Both the bride and groom survived, and in an emotional interview with local broadcaster TOLOnews the distraught groom, Mirwais Alani, said their lives were devastated within seconds.
A sharply worded Taliban statement questioned why the US failed to identify the attackers in advance. Another Taliban statement marking the Independence Day said to "leave Afghanistan to the Afghans." More than anything in its nearly year-long negotiations with the US, the Taliban want some 20,000 US and allied forces to withdraw from the country.
The US envoy in talks with the Taliban, Zalmay Khalilzad, on Sunday said the peace process should be accelerated to help Afghanistan defeat the Daesh affiliate.
But Ghani on Monday asserted that the Taliban, whom the US now hopes will help to curb the Daesh affiliate's rise, are just as much to blame. His government is openly frustrated at being sidelined from the US talks with the insurgent group, which regards the Afghan government as a US puppet.

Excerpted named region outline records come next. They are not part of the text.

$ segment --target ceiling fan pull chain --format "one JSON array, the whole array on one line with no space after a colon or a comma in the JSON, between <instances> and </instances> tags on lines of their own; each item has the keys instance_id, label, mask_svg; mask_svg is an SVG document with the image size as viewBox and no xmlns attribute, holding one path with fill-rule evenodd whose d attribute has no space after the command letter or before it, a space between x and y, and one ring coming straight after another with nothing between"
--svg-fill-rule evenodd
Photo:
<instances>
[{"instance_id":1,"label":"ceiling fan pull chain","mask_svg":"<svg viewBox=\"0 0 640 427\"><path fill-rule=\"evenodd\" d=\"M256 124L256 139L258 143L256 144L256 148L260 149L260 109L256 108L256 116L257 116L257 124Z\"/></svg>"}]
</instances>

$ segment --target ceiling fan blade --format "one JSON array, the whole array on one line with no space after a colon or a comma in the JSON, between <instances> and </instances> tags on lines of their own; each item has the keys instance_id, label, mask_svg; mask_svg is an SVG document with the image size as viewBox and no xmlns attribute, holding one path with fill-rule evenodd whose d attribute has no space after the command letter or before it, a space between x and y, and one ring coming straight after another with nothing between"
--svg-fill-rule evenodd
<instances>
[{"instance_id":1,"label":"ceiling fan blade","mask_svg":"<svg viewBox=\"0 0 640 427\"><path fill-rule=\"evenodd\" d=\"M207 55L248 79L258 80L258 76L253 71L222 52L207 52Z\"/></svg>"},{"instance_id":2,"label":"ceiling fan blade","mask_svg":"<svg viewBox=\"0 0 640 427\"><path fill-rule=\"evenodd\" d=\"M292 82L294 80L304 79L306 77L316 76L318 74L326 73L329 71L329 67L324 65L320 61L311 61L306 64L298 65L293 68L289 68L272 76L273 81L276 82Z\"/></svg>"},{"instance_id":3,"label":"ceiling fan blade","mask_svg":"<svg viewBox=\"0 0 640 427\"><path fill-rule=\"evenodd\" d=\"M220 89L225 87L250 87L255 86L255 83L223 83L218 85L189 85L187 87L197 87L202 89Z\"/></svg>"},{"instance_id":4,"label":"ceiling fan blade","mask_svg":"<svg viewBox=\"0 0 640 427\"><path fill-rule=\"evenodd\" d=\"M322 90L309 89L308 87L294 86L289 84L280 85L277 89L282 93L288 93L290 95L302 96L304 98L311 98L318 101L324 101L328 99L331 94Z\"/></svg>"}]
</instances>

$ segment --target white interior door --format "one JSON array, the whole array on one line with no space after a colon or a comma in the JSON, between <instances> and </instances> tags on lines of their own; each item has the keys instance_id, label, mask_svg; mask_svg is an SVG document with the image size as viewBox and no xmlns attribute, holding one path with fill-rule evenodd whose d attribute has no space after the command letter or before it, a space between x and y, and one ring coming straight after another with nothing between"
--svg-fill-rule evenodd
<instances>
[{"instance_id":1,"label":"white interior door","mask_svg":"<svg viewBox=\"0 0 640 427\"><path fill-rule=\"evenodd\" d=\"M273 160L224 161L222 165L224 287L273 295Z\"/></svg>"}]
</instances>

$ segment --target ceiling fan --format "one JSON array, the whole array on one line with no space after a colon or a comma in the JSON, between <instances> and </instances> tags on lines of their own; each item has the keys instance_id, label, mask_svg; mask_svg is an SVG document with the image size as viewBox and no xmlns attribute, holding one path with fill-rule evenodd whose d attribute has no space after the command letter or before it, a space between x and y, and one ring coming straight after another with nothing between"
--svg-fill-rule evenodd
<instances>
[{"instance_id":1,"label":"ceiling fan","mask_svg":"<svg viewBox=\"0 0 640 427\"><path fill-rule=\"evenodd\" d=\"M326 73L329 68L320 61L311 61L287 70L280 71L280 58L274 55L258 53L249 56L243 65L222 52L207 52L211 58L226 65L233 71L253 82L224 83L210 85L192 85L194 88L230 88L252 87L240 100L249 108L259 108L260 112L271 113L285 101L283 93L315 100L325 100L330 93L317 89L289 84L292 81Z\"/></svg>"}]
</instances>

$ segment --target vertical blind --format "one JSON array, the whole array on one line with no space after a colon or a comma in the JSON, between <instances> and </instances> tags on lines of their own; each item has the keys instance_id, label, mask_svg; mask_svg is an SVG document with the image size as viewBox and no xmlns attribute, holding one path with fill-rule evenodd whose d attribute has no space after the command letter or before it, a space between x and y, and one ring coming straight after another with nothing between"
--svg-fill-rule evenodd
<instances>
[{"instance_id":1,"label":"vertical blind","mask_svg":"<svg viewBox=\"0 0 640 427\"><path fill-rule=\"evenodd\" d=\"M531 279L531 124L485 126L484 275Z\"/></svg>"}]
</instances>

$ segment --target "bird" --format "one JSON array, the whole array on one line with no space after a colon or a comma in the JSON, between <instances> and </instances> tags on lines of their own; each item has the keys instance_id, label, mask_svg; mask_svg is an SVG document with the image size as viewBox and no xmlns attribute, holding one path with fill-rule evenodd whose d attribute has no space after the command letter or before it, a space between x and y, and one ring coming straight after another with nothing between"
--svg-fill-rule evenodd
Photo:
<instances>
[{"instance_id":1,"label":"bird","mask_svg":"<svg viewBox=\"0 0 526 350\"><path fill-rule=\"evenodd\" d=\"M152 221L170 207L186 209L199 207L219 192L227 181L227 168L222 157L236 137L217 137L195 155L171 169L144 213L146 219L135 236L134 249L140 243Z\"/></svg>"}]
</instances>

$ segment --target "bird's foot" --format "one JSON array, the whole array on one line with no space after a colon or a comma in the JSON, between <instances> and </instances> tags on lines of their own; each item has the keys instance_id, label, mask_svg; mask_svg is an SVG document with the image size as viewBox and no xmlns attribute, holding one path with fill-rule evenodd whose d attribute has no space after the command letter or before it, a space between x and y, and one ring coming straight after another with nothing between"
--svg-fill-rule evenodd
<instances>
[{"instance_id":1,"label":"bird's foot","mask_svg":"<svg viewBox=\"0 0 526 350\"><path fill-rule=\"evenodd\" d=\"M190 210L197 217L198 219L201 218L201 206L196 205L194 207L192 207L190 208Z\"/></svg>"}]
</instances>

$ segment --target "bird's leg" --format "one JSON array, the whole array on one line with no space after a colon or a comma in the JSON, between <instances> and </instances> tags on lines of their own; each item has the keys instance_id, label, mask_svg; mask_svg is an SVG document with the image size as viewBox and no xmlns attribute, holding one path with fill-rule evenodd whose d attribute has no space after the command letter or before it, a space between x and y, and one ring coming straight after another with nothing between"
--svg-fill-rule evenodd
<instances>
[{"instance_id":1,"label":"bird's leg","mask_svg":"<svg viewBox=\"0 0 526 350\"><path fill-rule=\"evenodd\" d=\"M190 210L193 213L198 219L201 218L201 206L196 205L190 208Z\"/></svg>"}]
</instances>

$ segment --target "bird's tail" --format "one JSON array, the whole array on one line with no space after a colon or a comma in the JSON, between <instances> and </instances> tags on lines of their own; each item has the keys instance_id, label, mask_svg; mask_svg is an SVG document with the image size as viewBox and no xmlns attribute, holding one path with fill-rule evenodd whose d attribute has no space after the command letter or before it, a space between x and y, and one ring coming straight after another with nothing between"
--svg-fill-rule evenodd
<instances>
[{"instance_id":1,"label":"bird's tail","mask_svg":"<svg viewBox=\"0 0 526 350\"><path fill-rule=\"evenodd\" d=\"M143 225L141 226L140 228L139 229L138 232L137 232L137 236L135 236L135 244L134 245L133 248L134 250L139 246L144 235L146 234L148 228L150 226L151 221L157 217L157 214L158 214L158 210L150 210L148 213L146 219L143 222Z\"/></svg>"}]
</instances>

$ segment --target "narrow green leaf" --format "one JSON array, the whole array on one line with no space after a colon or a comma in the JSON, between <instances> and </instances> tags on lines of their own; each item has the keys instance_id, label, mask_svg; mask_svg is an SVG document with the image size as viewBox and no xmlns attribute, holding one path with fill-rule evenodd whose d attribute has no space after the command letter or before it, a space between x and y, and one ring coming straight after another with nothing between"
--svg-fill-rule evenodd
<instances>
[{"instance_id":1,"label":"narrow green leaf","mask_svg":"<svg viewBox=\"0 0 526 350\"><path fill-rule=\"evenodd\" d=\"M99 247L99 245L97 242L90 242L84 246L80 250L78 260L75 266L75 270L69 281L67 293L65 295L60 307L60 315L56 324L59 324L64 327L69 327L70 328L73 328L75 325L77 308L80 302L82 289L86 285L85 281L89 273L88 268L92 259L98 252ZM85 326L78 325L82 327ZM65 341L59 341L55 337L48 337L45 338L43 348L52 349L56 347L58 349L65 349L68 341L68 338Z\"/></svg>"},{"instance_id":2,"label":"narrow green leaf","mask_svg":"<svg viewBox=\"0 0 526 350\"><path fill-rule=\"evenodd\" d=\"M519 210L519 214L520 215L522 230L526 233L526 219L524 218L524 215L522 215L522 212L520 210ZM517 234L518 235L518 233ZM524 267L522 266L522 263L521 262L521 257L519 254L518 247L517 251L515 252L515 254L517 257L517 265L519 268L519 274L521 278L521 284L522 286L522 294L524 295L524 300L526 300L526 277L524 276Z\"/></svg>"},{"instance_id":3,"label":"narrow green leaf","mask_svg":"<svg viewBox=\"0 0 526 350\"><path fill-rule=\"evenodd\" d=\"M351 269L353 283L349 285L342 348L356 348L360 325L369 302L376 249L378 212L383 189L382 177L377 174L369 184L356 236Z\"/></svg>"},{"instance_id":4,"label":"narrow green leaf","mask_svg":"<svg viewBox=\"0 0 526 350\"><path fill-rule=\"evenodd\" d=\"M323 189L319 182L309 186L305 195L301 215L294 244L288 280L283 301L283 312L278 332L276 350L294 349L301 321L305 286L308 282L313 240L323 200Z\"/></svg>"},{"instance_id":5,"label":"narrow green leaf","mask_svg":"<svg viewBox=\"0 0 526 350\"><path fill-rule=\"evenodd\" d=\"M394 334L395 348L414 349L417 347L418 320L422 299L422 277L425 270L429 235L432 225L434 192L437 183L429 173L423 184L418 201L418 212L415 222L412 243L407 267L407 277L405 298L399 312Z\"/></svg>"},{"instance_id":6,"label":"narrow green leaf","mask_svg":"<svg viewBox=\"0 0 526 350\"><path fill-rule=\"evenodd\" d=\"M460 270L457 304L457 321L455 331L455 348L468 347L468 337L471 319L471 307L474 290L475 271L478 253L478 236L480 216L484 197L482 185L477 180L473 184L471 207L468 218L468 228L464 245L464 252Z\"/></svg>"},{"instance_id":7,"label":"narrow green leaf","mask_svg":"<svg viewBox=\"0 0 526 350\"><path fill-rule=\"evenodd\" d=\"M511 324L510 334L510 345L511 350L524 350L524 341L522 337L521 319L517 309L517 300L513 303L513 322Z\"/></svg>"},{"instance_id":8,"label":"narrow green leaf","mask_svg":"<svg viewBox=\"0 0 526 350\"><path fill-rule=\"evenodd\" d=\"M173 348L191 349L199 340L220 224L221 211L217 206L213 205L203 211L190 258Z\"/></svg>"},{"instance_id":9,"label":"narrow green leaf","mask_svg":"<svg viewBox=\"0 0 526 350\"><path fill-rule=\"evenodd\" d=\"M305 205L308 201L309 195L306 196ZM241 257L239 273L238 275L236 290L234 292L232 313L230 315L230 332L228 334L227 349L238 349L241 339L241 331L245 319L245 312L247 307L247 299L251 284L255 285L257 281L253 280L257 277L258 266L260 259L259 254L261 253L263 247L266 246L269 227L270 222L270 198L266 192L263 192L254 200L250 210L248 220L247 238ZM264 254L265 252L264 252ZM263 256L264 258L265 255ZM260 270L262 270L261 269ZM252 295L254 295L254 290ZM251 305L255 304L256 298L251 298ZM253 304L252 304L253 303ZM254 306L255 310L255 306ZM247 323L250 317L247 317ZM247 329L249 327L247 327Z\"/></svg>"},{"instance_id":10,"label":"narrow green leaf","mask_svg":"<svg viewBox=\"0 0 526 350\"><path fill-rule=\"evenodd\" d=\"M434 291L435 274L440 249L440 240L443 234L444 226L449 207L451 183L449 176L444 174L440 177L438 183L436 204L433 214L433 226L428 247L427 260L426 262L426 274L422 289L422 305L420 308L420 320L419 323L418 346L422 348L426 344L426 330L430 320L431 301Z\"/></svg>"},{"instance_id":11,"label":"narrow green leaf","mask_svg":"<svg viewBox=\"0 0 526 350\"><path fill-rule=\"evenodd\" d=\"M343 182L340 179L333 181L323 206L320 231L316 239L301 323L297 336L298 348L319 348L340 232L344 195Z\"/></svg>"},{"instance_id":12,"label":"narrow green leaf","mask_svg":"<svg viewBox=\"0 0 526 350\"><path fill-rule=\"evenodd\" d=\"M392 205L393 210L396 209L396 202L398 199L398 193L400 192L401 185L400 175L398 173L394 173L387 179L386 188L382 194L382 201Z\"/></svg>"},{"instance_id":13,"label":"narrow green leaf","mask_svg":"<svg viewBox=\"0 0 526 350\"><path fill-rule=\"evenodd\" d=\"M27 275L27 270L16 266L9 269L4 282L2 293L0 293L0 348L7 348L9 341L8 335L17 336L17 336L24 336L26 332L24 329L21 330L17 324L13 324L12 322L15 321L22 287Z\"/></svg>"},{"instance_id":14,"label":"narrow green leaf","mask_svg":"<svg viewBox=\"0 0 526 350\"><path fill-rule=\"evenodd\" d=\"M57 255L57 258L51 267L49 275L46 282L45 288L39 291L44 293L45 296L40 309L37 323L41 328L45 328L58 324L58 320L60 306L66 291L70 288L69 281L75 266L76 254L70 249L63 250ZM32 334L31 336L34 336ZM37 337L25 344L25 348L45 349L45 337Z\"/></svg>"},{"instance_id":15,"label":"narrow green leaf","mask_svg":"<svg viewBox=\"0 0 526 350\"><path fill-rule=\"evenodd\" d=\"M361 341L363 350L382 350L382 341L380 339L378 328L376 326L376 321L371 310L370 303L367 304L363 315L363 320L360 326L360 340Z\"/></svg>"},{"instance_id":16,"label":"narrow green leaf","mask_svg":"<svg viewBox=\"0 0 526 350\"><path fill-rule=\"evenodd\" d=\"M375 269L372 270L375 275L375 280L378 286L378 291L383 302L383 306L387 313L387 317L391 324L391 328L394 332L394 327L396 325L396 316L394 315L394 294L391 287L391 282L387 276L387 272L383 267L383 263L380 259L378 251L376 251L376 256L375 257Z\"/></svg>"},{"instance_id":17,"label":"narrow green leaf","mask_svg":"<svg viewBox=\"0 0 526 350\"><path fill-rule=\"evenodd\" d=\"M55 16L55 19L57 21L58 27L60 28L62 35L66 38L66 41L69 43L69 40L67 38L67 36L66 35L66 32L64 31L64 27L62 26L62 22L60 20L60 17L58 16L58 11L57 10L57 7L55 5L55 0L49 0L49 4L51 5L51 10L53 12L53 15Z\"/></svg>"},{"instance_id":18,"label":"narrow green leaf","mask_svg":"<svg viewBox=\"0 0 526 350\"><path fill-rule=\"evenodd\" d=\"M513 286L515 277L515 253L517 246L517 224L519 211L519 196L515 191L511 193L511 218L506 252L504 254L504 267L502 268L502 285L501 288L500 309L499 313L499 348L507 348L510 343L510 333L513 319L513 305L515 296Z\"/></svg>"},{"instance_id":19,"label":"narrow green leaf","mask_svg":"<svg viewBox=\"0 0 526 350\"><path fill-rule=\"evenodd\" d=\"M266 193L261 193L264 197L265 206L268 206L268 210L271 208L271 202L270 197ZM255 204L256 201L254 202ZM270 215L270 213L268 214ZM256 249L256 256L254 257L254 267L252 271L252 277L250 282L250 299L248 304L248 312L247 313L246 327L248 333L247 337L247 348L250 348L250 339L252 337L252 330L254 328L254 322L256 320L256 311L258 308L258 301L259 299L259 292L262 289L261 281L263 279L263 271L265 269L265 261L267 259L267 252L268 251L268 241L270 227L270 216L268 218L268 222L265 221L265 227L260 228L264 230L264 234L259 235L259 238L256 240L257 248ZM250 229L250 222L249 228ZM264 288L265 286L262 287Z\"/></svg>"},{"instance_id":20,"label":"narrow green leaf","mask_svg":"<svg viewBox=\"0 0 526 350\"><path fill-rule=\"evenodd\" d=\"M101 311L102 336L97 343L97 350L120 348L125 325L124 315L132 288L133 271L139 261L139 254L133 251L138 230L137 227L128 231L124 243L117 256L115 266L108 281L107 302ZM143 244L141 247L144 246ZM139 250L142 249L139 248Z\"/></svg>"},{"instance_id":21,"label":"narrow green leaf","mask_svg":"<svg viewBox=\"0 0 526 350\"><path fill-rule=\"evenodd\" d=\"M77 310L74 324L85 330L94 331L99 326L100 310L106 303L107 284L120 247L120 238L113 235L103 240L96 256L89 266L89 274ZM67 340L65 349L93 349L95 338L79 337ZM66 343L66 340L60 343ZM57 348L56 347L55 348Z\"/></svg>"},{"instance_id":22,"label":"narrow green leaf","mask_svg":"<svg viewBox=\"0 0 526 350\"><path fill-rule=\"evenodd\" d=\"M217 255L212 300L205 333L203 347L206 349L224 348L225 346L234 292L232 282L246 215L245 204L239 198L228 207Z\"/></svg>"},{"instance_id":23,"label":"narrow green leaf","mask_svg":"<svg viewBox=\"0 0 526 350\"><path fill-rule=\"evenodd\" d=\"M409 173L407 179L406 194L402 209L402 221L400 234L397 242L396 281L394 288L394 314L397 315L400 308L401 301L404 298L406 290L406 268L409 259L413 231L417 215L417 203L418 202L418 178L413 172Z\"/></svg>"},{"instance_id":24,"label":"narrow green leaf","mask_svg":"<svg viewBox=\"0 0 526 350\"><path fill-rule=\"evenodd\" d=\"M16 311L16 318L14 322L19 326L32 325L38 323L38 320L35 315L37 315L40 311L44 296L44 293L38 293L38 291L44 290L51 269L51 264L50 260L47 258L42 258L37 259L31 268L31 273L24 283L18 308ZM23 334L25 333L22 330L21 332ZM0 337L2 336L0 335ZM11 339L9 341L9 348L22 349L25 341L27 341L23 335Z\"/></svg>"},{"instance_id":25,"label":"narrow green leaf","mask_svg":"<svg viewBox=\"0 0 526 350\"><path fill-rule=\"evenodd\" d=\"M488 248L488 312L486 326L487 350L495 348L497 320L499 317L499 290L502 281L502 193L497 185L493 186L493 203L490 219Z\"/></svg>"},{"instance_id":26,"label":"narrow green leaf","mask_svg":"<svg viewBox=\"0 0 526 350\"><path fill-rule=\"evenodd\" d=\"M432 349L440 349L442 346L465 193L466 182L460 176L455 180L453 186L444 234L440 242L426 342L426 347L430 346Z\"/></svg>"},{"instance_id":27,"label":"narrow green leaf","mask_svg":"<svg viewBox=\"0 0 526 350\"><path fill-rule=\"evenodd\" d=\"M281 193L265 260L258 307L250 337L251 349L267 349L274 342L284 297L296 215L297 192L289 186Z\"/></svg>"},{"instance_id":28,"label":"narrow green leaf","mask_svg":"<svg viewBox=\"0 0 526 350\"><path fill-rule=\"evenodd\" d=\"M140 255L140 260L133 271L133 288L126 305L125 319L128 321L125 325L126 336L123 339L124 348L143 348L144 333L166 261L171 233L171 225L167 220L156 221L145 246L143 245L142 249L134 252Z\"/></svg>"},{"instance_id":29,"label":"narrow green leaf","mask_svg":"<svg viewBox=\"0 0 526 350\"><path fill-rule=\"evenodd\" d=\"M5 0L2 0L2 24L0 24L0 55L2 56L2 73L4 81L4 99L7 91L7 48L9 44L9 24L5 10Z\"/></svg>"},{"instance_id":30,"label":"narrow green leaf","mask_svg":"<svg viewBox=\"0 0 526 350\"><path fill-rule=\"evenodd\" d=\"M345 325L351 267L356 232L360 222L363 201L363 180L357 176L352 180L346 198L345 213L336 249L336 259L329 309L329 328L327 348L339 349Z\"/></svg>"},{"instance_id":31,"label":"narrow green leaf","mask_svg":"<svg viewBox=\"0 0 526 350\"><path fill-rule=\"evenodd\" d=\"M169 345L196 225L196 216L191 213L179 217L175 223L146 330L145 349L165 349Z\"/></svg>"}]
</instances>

Men prepare the coffins in a burial ceremony of the victims of a blast in a wedding in Kabul. Reuters
The Taliban "have created the platform for terrorists" with its own brutal assaults on schools, mosques and other public places over the years, the president said.
More than 32,000 civilians in Afghanistan have been killed in the past decade, the United Nations said earlier this year. More children were killed last year — 927 — than in any other over the past decade by all actors, the UN said, including in operations against insurgent hideouts carried out international forces.
"We will take revenge for every civilian drop of blood," Ghani declared. "Our struggle will continue against (Daesh), we will take revenge and will root them out." He urged the international community to join those efforts.